The New Yorker:

The President cannot legally shut down a government agency, but his Administration could make it essentially impossible for the D.O.E. to function.

By Jessica Winter

Earlier this month, the Trump Administration announced that it was laying off thirteen hundred employees of the U.S. Department of Education, in addition to the hundreds of workers who had already either lost their jobs or accepted buyout offers. Three areas of the D.O.E. in particular were disproportionately affected by the cuts: student aid, civil-rights complaints, and education research. Then, on Thursday, this slow-motion vivisection of a federal agency culminated in a symbolic death blow, when President Trump signed an executive order declaring the imminent closure of the D.O.E. Trump cannot legally shut down a government agency without an act of Congress, but, as seen in the recent decimation of the U.S. Agency for International Development, which had eighty-three per cent of its contracts and programs cancelled in February, his Administration could make it essentially impossible for the D.O.E. to function, at least for a time.
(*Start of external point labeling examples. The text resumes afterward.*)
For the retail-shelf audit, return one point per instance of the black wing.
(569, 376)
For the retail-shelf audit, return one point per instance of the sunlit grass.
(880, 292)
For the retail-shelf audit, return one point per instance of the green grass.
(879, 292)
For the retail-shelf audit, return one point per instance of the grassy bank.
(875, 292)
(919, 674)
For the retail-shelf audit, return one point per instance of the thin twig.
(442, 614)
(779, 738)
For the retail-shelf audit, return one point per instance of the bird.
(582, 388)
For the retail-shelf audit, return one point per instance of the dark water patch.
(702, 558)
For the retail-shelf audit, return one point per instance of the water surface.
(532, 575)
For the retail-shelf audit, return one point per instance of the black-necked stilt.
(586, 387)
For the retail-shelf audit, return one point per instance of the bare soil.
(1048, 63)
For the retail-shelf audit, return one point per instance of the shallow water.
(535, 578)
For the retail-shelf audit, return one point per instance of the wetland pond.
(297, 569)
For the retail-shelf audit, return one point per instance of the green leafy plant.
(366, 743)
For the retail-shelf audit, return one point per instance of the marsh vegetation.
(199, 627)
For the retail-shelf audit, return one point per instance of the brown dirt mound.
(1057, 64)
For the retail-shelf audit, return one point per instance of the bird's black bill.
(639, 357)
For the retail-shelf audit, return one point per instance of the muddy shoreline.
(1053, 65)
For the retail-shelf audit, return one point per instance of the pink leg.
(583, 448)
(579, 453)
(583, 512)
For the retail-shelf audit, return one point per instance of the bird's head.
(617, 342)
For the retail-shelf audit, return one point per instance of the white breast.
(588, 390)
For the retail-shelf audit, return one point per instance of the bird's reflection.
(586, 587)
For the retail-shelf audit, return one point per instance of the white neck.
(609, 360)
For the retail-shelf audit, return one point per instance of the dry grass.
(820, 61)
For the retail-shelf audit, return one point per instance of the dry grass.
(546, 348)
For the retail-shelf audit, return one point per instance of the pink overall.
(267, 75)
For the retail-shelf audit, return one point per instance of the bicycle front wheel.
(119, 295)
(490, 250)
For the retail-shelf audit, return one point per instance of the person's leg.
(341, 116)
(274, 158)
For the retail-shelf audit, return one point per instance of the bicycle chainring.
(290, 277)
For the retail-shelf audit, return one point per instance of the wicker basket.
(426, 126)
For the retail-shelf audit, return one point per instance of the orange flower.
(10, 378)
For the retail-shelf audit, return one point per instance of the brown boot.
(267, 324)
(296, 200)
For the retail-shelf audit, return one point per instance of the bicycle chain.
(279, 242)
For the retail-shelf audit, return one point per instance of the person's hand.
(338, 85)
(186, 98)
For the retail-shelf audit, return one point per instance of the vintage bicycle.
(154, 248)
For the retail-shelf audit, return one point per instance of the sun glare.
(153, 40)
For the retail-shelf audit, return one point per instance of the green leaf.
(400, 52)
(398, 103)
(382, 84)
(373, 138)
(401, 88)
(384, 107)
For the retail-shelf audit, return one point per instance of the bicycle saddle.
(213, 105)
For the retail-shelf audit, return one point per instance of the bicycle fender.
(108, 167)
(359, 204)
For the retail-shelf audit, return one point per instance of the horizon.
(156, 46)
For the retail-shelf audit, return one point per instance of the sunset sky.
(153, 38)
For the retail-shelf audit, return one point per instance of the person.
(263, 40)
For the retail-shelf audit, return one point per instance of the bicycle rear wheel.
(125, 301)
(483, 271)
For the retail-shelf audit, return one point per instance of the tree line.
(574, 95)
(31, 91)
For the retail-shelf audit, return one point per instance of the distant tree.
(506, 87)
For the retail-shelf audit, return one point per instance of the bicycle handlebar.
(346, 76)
In a speech ahead of the signing, Trump lamented the D.O.E.’s “breathtaking failures”—above all, the nation’s dismal reading and math scores. He nodded to the latest results, published in January, of the National Assessment of Educational Progress (naep), known as the “nation’s report card.” It found that forty per cent of fourth graders and one-third of eighth graders lack basic reading skills for their age level; in math, a quarter of fourth graders and thirty-nine per cent of eighth graders haven’t acquired basic skills. Given this bleak picture, Republican governors are eager, Trump said, “to take their children back and really teach their children individually.”